If members of my nation get drunk more often than some other, while it's offensive to say I am a 34% drunkard, on average it might hold; instead of forbidding this type of inference I'd rather rely on more signals to figure out what kind of person I am specifically for individualized decisions. They bypass this problem by adding "risky behavior" not contained in the input dataset so they just decide to model it as a hidden variable of Bayesian inference, where "risky behavior" might be correlated with ethnicity and red car anyway, just not visible outside. So if my nation is 34% drunkard but neighboring is only 11%, the conditional probability will likely be higher for my nation anyway, but obfuscated by the use of Bayesian hidden state. I am not sure why would that improve fairness.
It would only paralyze those who paid attention to the Toronto Declaration. You’re right because you can’t make ML fair because the universe isn’t fair, that’s a property of human judgements about facts. The facts remain the same regardless of ones feelings.
https://www.chrisstucchio.com/pubs/slides/crunchconf_2018/sl...
AI Ethics, Impossibility Theorems and Tradeoffs
This is the crux of the issue and as always, most people seem to miss it. Often “fair” is used as shorthand for “does what I think is right”.
Isn't this just a misleading way to say "holding a certain causal belief"? Why exactly would that be a bad thing? If you reject one set of causal beliefs, you necessarily hold a different set.
It's a much broader problem than that, because the direction of causation can be extraordinarily difficult to establish in general.

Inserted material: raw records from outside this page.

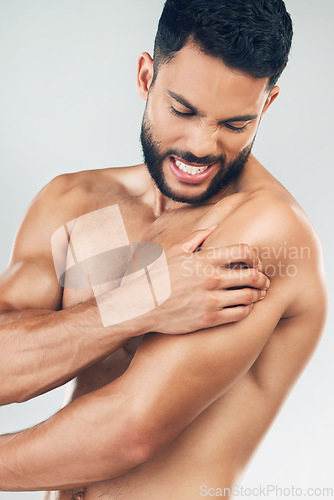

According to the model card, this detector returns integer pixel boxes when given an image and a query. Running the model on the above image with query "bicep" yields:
[0,255,62,311]
[0,180,70,311]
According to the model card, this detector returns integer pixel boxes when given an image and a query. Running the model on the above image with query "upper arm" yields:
[109,198,325,449]
[0,176,76,311]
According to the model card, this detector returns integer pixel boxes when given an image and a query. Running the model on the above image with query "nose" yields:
[186,123,219,158]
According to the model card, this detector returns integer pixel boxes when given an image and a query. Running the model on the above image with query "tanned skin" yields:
[0,45,326,500]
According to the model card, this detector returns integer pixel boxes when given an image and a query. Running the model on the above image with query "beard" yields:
[140,114,255,204]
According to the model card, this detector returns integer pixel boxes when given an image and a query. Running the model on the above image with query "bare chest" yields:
[62,194,215,400]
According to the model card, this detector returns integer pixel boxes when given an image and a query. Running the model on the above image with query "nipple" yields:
[72,490,85,500]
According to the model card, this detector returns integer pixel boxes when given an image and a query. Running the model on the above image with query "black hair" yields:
[154,0,293,90]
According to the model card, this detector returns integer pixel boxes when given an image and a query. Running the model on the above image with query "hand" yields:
[152,228,270,334]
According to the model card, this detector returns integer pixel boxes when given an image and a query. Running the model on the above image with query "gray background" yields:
[0,0,334,500]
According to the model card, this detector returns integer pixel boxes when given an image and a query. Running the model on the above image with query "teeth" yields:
[175,160,209,175]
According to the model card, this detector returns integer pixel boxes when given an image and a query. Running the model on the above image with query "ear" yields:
[261,85,281,118]
[137,52,153,101]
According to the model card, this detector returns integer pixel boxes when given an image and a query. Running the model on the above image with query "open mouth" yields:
[170,156,214,184]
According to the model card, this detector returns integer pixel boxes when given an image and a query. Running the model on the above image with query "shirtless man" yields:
[0,0,326,500]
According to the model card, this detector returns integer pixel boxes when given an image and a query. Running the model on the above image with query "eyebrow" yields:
[167,90,259,125]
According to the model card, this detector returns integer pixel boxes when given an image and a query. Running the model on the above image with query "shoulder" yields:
[208,178,327,322]
[11,168,126,261]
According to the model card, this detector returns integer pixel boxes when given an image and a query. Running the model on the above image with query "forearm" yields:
[0,381,142,491]
[0,300,149,404]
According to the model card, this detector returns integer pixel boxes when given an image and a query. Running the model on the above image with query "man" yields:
[0,0,326,500]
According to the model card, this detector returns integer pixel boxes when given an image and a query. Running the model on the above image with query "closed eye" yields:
[225,123,248,132]
[170,106,194,118]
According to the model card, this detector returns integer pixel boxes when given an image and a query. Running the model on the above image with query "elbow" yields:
[120,415,170,467]
[0,377,34,406]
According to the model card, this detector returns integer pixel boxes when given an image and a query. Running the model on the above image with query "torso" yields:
[48,160,318,500]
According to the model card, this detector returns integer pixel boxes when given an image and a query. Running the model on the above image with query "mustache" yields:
[165,149,225,165]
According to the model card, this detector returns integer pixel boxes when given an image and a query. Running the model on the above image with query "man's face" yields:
[141,44,277,203]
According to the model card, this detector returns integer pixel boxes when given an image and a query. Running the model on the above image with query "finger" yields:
[217,268,270,290]
[216,288,267,308]
[200,243,262,271]
[181,225,217,253]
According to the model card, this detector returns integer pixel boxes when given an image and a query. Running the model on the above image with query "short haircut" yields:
[154,0,293,90]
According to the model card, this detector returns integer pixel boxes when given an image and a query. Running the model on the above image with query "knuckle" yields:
[203,276,219,290]
[244,290,254,305]
[240,243,252,259]
[236,306,250,321]
[203,312,217,328]
[249,269,260,282]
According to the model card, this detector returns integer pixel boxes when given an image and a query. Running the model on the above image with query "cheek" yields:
[220,127,256,156]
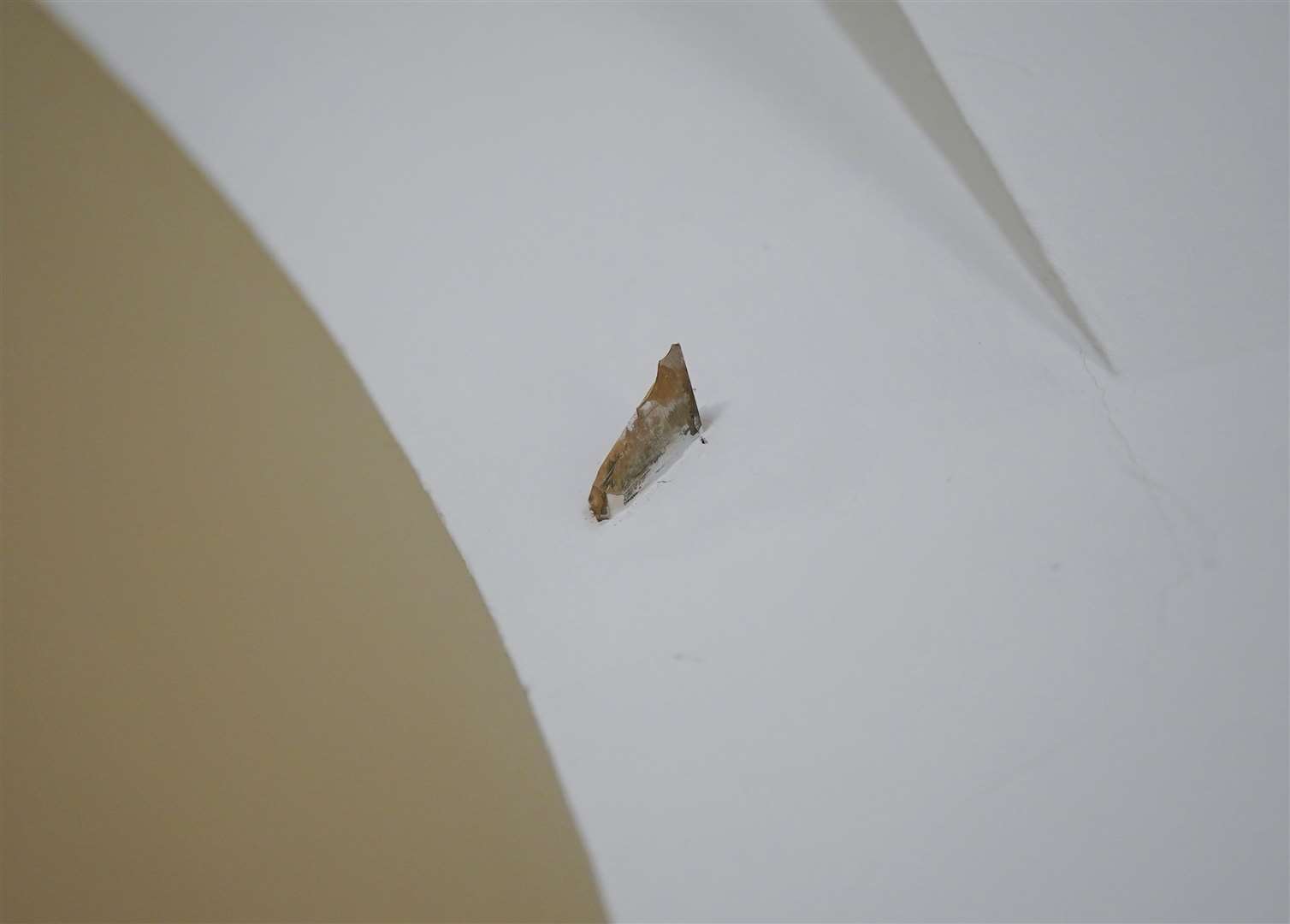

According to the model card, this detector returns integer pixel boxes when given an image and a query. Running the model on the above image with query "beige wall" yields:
[0,3,602,921]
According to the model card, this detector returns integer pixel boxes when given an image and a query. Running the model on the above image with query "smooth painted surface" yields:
[0,3,602,921]
[45,4,1287,921]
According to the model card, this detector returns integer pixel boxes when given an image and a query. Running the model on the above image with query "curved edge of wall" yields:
[0,3,604,921]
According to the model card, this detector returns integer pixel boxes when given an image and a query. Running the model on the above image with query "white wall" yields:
[56,3,1287,920]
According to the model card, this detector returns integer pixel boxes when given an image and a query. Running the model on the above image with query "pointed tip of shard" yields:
[587,343,703,520]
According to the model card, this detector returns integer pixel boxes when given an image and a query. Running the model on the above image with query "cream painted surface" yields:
[0,2,602,921]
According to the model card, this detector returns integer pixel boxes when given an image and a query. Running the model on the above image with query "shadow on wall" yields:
[825,0,1115,371]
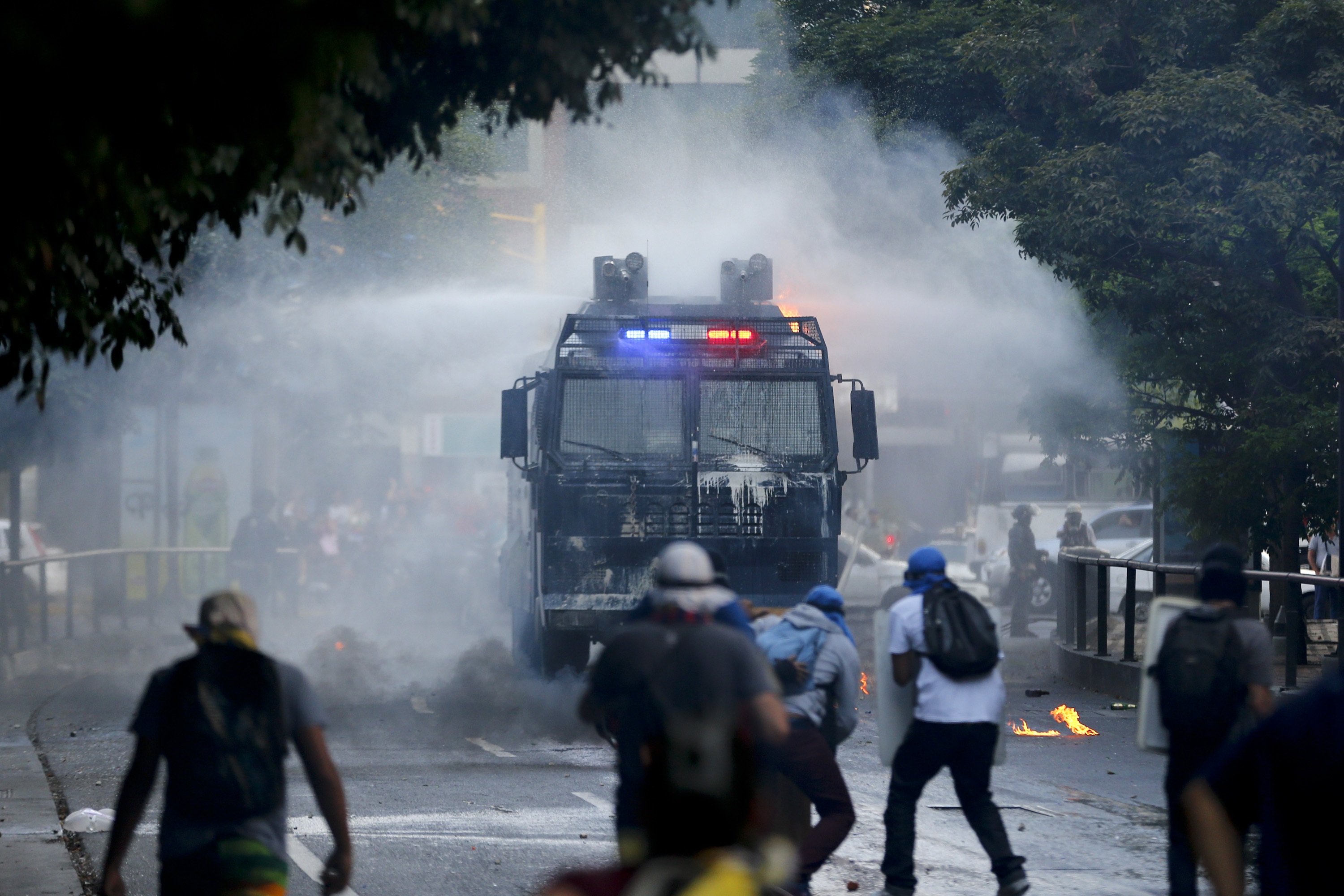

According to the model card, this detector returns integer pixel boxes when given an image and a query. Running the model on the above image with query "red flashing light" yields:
[706,329,755,343]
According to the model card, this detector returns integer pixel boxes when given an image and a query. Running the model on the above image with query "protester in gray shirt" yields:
[101,591,352,896]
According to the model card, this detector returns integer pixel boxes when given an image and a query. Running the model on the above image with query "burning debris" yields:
[1008,704,1097,737]
[1050,704,1097,737]
[1008,719,1059,737]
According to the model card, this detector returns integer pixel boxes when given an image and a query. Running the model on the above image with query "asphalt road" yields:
[18,634,1165,896]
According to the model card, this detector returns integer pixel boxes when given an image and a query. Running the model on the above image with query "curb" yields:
[1050,641,1144,702]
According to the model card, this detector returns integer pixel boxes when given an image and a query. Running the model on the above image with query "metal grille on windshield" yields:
[560,378,685,461]
[700,379,823,458]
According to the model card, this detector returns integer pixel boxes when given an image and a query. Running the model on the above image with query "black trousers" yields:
[882,719,1027,889]
[780,719,853,880]
[1163,740,1219,896]
[1007,567,1036,638]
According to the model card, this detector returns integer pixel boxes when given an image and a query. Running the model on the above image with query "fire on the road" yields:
[1008,719,1059,737]
[1008,704,1097,737]
[1050,704,1097,736]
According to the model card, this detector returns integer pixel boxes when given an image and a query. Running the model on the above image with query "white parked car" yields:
[0,520,70,595]
[981,504,1153,612]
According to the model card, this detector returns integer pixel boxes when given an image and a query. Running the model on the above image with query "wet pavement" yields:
[13,637,1188,896]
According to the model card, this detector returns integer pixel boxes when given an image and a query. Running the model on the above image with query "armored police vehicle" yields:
[500,253,878,674]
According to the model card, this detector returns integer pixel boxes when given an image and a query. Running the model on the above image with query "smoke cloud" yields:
[29,47,1106,737]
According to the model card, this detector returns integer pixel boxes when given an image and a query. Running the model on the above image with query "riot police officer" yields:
[1055,504,1097,549]
[1008,504,1038,638]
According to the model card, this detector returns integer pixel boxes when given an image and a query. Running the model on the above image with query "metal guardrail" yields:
[1055,549,1344,688]
[0,547,298,653]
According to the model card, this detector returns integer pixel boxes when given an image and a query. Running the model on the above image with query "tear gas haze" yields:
[23,61,1105,737]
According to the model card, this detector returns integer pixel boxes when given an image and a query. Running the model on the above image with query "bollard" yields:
[1097,563,1110,657]
[1074,560,1087,650]
[66,560,75,641]
[1054,551,1071,643]
[1284,582,1302,688]
[1121,567,1138,662]
[38,563,47,643]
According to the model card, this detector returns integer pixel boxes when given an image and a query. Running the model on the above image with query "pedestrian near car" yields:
[754,584,859,893]
[875,547,1030,896]
[579,541,789,868]
[1150,544,1274,896]
[99,591,352,896]
[1008,504,1040,638]
[1306,525,1344,619]
[1055,504,1097,549]
[228,489,285,610]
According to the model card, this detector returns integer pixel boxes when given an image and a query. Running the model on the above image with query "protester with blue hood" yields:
[754,584,859,893]
[874,547,1031,896]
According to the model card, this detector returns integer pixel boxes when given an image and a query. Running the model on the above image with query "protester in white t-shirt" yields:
[876,548,1031,896]
[1304,526,1340,619]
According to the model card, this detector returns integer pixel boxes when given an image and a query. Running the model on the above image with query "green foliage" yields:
[798,0,1344,553]
[0,0,708,398]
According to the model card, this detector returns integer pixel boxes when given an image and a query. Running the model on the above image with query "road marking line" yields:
[570,790,616,811]
[466,737,517,759]
[285,834,359,896]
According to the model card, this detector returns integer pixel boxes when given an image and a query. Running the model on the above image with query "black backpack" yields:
[1149,607,1246,744]
[164,645,286,823]
[925,582,999,678]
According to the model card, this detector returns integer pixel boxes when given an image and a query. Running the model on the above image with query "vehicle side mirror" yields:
[500,388,527,458]
[849,390,878,461]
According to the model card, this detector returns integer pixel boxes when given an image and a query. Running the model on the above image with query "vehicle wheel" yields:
[542,631,589,678]
[1031,564,1055,612]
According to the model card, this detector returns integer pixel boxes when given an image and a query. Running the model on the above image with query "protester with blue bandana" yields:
[754,584,859,895]
[874,547,1030,896]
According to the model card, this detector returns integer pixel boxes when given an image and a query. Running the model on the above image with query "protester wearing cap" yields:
[1154,544,1274,896]
[875,548,1031,896]
[753,584,859,893]
[1055,504,1097,549]
[101,591,352,896]
[629,541,755,638]
[579,541,789,866]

Changing the color of your car shouldn't change your ethnicity, but what if it does? Suppose you're white with Spanish ancestry and Hispanics are the group who like red cars. Paint your car red and some red-car-preferring Hispanics may be more inclined to associate with you and thereby cause you to be more immersed in Hispanic culture and start to identify as Hispanic rather than white.
And that's a silly one just to show that even the exemplar could be wrong. More plausibly, what if the causation between "risky behavior" and "red car" is reversed? We know that colors can affect human behavior. If getting into a red car makes you drive more aggressively then you have a direct causal chain between being more likely to buy a red car (for any reason) and being more likely to drive aggressively and get into a car crash.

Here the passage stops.